Understanding how Lighthouse Lenses Work

Mon, Mar 02, 2020 at 2:06PM

Understanding how Lighthouse Lenses Work

People love watching the six beams of light emitted from the top of the Ponce Inlet Lighthouse slowly rotate round and round at night. When seen from a distance, these six beams produce six 1.5 second flashes of light in 15 seconds followed by a 15-second eclipse (or period without flashes). Most observers are unaware that this repetitive 30-second flash pattern is unique to the Ponce Inlet Lighthouse. Even fewer understand how a single 1000 watt light bulb located in the lantern room can produce the concentrated beams of light that pierce the darkness more than 18 miles out to sea. 

The light or "beacon" that is projected out from the top of the Ponce Inlet Lighthouse is produced by a Fresnel lens, a special kind of optic that has been used in lighthouses around the world since the early nineteenth-century. They were invented by a French physicist named Augustin-Jean Fresnel in 1821 and completely revolutionized lighthouse technology. Unlike earlier reflector-based optics that utilized only 50% of the light produced by their oil lamps, Fresnel lenses could focus nearly 98% of the rays produced by a central light source into a bright beam of concentrated light that could be seen from more than twenty miles out to sea.  

A Fresnel lens creates this bright beam of light using glass prisms set in metal frame. These prisms change the direction that light is traveling in so all the light exits the lens in same direction. The prisms do this by refracting (or bending) light and reflecting it as well. Refraction is the scientific word that is used to describe how light is bent as it enters or exits a dense transparent material (or medium) like glass at angle other than 90 degrees. Reflection occurs when light bounces off the surface of smooth, shiny material like metal, glass, or water. Reflection can occur on both the interior and exterior surface of transparent object. The reflection of mountain range on the surface of a crystal clear alpine lake and the reflection of fish on the underside of the lakes surface are both great examples of external and internal reflection in action. 
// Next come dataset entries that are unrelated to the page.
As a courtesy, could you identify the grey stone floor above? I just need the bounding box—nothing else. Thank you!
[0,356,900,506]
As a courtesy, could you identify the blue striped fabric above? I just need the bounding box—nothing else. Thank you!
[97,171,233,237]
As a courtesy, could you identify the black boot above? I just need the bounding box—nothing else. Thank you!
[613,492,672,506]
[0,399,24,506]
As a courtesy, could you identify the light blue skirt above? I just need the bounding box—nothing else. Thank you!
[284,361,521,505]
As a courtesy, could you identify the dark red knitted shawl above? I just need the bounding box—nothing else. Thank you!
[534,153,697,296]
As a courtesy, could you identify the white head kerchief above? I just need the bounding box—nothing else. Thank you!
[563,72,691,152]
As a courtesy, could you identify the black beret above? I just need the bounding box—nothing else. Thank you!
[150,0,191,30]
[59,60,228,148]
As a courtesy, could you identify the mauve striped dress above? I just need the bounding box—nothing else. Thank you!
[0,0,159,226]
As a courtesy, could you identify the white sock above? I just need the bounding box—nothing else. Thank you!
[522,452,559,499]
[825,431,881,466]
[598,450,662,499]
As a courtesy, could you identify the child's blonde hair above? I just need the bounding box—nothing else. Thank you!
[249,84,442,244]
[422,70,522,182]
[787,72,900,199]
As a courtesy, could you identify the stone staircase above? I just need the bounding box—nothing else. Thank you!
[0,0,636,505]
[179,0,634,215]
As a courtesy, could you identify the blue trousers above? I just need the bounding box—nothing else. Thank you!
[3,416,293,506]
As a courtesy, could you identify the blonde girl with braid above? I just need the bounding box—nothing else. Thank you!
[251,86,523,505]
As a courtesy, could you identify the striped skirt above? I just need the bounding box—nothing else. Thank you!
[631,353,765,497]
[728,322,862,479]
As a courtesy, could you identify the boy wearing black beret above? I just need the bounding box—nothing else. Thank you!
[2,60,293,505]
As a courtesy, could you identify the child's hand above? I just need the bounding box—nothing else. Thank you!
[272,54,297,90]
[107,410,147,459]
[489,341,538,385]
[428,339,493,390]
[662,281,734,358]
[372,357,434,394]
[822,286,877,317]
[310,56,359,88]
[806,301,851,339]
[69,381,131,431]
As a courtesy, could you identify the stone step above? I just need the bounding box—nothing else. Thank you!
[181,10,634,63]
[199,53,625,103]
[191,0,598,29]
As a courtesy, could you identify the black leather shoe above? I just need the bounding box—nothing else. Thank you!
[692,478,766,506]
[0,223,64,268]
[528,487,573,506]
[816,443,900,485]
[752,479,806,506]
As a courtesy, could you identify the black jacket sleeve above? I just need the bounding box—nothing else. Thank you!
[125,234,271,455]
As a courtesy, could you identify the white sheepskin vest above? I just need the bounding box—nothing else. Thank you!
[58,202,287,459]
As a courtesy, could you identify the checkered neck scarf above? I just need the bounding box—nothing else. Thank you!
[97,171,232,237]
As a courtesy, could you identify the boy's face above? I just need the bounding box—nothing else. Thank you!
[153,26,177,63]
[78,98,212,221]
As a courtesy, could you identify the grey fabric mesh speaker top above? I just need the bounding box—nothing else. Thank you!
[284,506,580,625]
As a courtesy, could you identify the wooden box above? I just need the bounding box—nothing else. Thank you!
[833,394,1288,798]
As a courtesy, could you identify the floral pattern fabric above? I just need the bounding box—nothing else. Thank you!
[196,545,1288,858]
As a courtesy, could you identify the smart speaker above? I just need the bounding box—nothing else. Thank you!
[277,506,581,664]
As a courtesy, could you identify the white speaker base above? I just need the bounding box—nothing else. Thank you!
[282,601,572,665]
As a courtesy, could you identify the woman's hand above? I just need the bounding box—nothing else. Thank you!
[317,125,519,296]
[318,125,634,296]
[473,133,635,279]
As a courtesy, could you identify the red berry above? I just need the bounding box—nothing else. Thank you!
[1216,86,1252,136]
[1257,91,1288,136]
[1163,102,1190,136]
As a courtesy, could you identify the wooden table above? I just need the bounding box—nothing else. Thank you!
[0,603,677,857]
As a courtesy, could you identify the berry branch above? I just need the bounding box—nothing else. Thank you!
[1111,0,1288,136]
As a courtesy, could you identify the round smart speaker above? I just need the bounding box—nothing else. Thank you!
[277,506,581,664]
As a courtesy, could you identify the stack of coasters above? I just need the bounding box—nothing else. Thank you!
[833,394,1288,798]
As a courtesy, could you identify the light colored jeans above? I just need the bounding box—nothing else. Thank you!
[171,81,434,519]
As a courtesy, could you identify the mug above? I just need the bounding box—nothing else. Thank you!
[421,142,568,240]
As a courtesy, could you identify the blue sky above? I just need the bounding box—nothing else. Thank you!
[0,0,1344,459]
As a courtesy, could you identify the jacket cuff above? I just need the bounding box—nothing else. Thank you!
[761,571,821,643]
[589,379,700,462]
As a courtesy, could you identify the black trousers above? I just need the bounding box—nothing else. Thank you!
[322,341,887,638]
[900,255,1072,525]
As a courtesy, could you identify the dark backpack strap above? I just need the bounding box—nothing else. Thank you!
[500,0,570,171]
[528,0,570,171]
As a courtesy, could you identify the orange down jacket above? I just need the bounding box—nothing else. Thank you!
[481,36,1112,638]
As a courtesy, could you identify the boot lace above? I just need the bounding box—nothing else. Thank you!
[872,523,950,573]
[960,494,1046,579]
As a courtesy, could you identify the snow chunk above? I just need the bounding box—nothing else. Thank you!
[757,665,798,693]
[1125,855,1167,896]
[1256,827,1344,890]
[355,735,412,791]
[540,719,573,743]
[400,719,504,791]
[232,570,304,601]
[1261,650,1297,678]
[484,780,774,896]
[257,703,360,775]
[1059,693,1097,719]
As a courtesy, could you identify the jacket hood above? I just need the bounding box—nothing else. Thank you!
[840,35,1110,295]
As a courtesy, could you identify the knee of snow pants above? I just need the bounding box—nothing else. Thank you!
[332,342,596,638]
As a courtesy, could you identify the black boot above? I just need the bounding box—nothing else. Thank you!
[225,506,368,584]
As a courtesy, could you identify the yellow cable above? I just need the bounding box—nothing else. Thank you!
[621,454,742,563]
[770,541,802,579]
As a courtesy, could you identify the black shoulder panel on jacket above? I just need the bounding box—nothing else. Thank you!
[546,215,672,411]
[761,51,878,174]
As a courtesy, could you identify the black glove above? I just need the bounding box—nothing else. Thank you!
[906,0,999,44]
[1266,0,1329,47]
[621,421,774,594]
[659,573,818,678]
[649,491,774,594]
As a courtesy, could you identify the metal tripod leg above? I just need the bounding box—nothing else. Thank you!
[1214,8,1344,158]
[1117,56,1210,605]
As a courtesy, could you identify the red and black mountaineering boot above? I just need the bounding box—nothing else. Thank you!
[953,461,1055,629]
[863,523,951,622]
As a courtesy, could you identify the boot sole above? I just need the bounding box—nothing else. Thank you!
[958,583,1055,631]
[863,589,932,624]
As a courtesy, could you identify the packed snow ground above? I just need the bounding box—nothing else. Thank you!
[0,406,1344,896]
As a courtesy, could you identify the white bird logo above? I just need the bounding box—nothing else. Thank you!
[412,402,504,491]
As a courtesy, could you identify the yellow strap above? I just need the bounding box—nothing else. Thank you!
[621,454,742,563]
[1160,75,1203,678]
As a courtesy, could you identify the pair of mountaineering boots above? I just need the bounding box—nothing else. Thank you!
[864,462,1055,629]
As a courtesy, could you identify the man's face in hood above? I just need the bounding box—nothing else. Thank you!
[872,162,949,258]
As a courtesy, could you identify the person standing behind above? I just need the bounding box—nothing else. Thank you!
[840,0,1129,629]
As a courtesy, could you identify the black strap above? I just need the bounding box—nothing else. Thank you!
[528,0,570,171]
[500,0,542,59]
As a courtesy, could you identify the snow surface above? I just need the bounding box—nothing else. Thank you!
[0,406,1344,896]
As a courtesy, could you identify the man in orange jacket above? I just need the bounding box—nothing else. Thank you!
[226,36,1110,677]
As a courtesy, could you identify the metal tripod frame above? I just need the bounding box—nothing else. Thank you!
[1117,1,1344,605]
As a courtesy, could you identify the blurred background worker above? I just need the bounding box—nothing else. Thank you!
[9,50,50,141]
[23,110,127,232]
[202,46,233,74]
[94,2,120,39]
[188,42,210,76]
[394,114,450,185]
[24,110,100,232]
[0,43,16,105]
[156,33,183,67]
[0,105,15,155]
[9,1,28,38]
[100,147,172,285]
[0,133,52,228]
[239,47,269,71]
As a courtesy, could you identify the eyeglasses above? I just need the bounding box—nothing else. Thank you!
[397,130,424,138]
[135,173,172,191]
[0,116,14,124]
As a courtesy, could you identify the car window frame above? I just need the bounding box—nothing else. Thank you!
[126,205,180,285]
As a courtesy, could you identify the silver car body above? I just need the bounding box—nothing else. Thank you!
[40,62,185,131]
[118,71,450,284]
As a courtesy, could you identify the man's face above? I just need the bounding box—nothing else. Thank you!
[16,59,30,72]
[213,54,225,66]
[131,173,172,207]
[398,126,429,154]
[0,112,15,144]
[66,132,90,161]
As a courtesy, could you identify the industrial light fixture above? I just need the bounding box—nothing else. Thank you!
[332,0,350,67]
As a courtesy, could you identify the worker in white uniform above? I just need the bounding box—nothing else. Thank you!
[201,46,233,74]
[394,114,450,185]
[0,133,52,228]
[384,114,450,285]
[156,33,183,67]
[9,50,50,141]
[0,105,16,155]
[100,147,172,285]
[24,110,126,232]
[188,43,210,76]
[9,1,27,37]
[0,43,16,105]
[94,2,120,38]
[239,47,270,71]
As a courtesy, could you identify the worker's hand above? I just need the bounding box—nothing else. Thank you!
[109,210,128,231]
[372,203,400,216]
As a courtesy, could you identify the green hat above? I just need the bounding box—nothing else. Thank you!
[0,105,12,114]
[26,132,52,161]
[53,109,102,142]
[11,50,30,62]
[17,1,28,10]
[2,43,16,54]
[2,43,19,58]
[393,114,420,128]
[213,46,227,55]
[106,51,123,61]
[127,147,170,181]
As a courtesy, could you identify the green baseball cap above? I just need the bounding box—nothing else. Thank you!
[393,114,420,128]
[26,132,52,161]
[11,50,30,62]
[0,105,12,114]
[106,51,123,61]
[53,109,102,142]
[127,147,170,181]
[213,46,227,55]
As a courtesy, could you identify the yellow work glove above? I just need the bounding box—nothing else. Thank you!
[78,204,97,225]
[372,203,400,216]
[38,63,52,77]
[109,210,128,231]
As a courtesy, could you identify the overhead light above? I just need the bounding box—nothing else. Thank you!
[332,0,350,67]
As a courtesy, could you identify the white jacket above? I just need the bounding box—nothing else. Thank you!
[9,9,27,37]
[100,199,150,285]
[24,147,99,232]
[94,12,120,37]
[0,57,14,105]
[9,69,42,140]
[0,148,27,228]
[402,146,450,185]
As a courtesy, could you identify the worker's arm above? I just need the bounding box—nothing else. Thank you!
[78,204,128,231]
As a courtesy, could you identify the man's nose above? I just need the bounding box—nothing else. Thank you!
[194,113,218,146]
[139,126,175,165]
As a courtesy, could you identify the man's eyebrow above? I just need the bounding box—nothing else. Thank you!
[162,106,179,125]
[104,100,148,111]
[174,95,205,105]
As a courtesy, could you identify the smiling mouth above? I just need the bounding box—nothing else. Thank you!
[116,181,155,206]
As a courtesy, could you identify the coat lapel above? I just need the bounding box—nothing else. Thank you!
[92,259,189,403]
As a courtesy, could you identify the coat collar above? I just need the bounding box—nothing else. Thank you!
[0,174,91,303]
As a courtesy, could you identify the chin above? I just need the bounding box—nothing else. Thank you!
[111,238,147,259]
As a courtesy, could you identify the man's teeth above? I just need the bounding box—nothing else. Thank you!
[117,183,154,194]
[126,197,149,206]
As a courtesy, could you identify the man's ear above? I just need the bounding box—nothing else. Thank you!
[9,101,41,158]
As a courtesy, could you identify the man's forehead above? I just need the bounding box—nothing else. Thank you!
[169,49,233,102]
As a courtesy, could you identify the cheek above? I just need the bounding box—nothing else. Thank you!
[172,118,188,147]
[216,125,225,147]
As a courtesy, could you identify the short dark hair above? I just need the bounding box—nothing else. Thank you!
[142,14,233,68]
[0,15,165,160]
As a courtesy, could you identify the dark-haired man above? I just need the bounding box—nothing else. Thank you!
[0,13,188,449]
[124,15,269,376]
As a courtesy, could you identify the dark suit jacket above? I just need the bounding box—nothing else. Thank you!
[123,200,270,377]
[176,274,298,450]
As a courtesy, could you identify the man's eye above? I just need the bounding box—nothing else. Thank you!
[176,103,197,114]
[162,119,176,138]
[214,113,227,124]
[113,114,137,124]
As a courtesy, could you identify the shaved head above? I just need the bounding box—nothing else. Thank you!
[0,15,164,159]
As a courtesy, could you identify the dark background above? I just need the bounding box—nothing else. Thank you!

Fresnel lenses often use three types of prisms to focus light; dioptric prisms, catadioptric prisms, and convex prisms. Take a look at the illustration to see how each work independently and together in Fresnel lens.

Many lighthouses are still equipped with their historic Fresnel lenses while others have had their original optic removed and new modern-day electric beacons installed in their stead. Although introduced more than 200 years ago during the Industrial Revolution, Fresnel lens technology is still in use today. It can be found in the headlights of your car, in surgical lasers, in even spacecraft.